"En ce moment, je perds 12.000 euros par mois", soupire Nicolas Leborgne, un éleveur de porcs des Côtes d'Armor. "Si le prix au kilo ne remonte pas immédiatement, dans trois mois, comme 150 éleveurs du département, je mettrai la clef sous la porte".
Depuis plusieurs mois, cet éleveur de Pluduno, près de Dinan, et ses collègues tirent la sonnette d'alarme, s'inquiétant du prix de leurs bêtes, bien inférieur à leur coût de production, de leur niveau d'endettement et du risque grandissant de déposer le bilan.
La semaine dernière, une centaine d'entre eux, exaspérés par les cours désespérément bas, ont laissé éclater leur colère en interrompant la vente au marché au cadran de Plérin, le marché qui sert de référence au niveau national, et en retenant plusieurs heures les acheteurs.
Ces derniers ont fini par être libérés, mais la tension n'est pas retombée.
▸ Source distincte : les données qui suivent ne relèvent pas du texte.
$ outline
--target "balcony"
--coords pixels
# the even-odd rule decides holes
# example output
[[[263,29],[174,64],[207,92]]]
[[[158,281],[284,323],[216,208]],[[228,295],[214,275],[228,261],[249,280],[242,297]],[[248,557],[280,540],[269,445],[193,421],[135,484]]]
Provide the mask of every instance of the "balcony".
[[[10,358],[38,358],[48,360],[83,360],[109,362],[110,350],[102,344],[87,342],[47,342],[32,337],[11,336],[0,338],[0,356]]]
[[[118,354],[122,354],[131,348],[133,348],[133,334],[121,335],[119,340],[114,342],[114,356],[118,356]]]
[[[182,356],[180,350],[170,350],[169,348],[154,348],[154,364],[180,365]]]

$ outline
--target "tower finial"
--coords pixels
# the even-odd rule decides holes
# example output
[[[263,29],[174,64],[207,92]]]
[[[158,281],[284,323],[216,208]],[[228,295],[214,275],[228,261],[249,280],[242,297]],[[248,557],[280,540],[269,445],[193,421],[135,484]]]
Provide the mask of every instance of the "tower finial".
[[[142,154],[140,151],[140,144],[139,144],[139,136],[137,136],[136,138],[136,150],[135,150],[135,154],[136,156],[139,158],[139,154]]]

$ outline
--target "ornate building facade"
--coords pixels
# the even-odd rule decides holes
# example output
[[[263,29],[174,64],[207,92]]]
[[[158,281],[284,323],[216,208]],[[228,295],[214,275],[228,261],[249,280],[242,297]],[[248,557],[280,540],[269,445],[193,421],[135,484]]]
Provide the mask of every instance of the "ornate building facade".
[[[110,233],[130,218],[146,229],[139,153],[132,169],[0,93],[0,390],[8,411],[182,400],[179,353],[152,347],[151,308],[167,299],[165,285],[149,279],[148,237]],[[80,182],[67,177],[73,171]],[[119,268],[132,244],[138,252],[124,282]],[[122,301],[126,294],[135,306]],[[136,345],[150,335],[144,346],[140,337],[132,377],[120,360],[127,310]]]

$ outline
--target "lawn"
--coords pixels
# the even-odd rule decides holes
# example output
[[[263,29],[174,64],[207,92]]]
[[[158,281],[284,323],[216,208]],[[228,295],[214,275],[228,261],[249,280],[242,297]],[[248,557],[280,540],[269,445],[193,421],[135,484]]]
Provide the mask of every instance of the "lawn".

Et quelques éleveurs voudraient bien continuer à en découdre. "Parce que les gens sont à bout. Parce qu'ils sont en train de mourir".
Selon la FDSEA des Côtes d'Armor, 150 à 200 exploitants risquent de disparaître dans ce département. "Dans le silence, sans que personne ne dise rien", se désespère Nicolas Leborgne.
Lui a quitté son métier de technicien commercial dans une coopérative il y a six ans pour prendre la relève de son père. Il a retapé un ancien poulailler et investi 700.000 euros et aujourd'hui, sa porcherie abrite 200 truies, qui donnent environ deux portées par an.
A la dernière cotation, jeudi 5 mars, ses porcs s'échangeaient à 1,218 euro le kilo, quand son prix de revient se situe à 1,55 euro environ.
Ces cours si bas s'expliquent notamment par l'embargo russe sur la viande de porcs, alors que la Russie représentait le quart des exportations européennes. Mais les éleveurs pointent aussi la responsabilité de la grande distribution, et sa politique de prix bas.
Or, "si les GMS (grandes et moyennes surfaces) augmentaient leurs prix de 50 centimes, on soufflerait", assure le jeune éleveur. "On ne demande pas la mer à boire. Cinquante centimes, poursuit-il, ça représenterait 15 euros par an (supplémentaires) dans le panier de la ménagère".
- 'Le couperet de la banque' -
Mais ces 50 centimes, la grande distribution "n'a pas la volonté de les payer. Et l'Etat ne l'oblige pas" alors que des règles, environnementales ou concernant le bien-être animal notamment, ont été imposées aux éleveurs, contraints de réaliser d'importants investissements, déplore Nicolas Leborgne en passant entre les boxes où s'ébrouent ses truies.
Dans un espace séparé, la "maternité", 36 truies s'apprêtent à mettre bas. Chaque année, Nicolas Leborgne élève 5.200 porcs, un travail qu'il fait avec "passion". Mais la situation est telle qu'il a été obligé d'hypothéquer sa maison et que la famille, qui accueillera bientôt un troisième enfant, vit sur le salaire de l'épouse de Nicolas, assistante puéricultrice.
"Aujourd'hui, je suis révolté. Mais je ne suis pas encore tombé", ajoute le jeune homme, au côté de son père, venu "donner un coup de main". "J'y crois encore, mais on est en état d'urgence".
Avec un crédit de banque tiré au maximum, des charges qui s'accumulent, les prix de l'alimentation des bêtes qui augmentent --10.000 euros par semaine pour Nicolas Leborgne--, les crédits à rembourser aux coopératives, les perspectives semblent bien sombres. "Chaque jour, on se demande si le couperet de la banque va tomber", se lamente-t-il.
"Il faut continuer à bosser et bien bosser en attendant des jours meilleurs", conseille son père, Joseph Leborgne, désolé de voir son fils dans cette situation: "On n'installe pas son fils pour le voir dans la panade cinq ans après", explique-t-il.
Quant à Nicolas, s'il cessait son activité, il ne resterait plus dans "ce milieu. J'irai voir ailleurs, alors que c'est ma passion".